Resultados 1 a 3 de 3
  1. #1
    WHT-BR Top Member
    Data de Ingresso
    Dec 2010

    [EN] GitLab/CephFS: Time to Leave the Cloud (bare-metal vs shared-environment)

    What we found is that the cloud was not meant to provide the level of IOPS performance we needed to run an agressive system like CephFS.

    Pablo Carranza
    Nov 10, 2016

    In my last infrastructure update, I documented our challenges with storage as GitLab scales. We built a CephFS cluster to tackle both the capacity and performance issues of NFS and decided to replace PostgreSQL standard Vacuum with the pg_repack extension. Now, we're feeling the pain of running a high performance distributed filesystem on the cloud.

    Over the past month, we loaded a lot of projects, users, and CI artifacts onto CephFS. We chose CephFS because it's a reliable distributed file system that can grow capacity to the petabyte, making it virtually infinite, and we needed storage. By going with CephFS, we could push the solution into the infrastructure instead of creating a complicated application. The problem with CephFS is that in order to work, it needs to have a really performant underlaying infrastructure because it needs to read and write a lot of things really fast. If one of the hosts delays writing to the journal, then the rest of the fleet is waiting for that operation alone, and the whole file system is blocked.

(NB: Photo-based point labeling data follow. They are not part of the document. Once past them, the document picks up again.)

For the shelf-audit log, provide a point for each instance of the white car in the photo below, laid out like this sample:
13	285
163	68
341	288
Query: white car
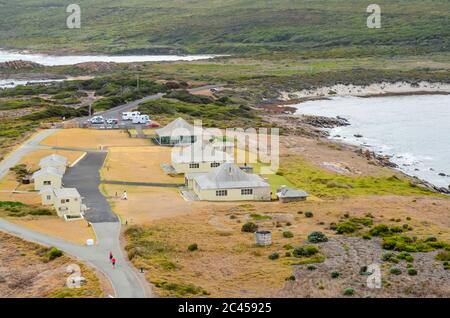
130	115
141	119
97	120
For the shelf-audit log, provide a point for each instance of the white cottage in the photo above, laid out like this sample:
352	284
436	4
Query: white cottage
47	176
199	157
178	131
54	161
68	203
229	183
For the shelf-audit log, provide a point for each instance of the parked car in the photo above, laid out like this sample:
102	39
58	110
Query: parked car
112	121
96	120
130	115
152	124
141	119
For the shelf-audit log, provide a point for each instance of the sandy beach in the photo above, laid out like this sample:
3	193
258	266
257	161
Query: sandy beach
375	89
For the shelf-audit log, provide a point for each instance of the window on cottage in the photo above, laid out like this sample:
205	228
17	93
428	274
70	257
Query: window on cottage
221	193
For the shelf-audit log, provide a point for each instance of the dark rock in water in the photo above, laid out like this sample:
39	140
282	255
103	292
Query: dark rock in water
324	122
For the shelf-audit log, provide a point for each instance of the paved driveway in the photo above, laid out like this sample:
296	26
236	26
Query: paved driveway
85	177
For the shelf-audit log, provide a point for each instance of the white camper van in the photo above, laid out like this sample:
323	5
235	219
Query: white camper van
141	119
130	115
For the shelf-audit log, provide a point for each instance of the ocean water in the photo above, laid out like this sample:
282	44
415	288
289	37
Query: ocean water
414	130
9	83
53	60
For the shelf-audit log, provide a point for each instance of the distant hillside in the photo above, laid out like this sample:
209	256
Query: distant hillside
325	27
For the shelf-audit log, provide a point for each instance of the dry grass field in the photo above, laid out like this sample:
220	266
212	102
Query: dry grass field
26	272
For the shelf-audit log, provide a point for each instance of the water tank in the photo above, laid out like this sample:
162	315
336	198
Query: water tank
263	238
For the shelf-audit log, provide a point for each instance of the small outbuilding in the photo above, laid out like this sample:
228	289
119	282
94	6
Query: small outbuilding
229	183
178	132
47	194
199	157
286	194
48	176
54	161
68	203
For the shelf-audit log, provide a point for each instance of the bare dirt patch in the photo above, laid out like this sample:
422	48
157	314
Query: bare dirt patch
92	139
74	231
139	164
147	204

When this happens, all of the hosts halt, and you have a locked file system; no one can read or write anything and that basically takes everything down.

    What we learned is that when you get into the consistency, accessibility, and partition tolerance (CAP) of CephFS, it will just give away availability in exchange for consistency. We also learned that when you put a lot of pressure on the system, it will generate hot spots. For example, in specific places in the cluster of machines hosting the GitLab CE repo, all the reads and writes end up being on the same spot during high load times. This problem is amplified because we hosted the system in the cloud where there is not a minimum SLA for IO latency.

    Performance Issues on the Cloud

    By choosing to use the cloud, we are by default sharing infrastructure with a lot of other people. The cloud is timesharing, i.e. you share the machine with others on the providers resources. As such, the provider has to ensure that everyone gets a fair slice of the time share. To do this, providers place performance limits and thresholds on the services they provide.

    On our server, GitLab can only perform 20,000 IOPS but the low limit is 0. With this performance capacity, we became the "noisy neighbors" on the shared machines, using all of the resources. We became the neighbor who plays their music loud and really late. So, we were punished with latencies. Providers don't provide a minimum IOPS, so they can just drop you. If we wanted to make the disk reach something, we would have to wait 100 ms latency. That's basically telling us to wait 8 years. What we found is that the cloud was not meant to provide the level of IOPS performance we needed to run an agressive system like CephFS.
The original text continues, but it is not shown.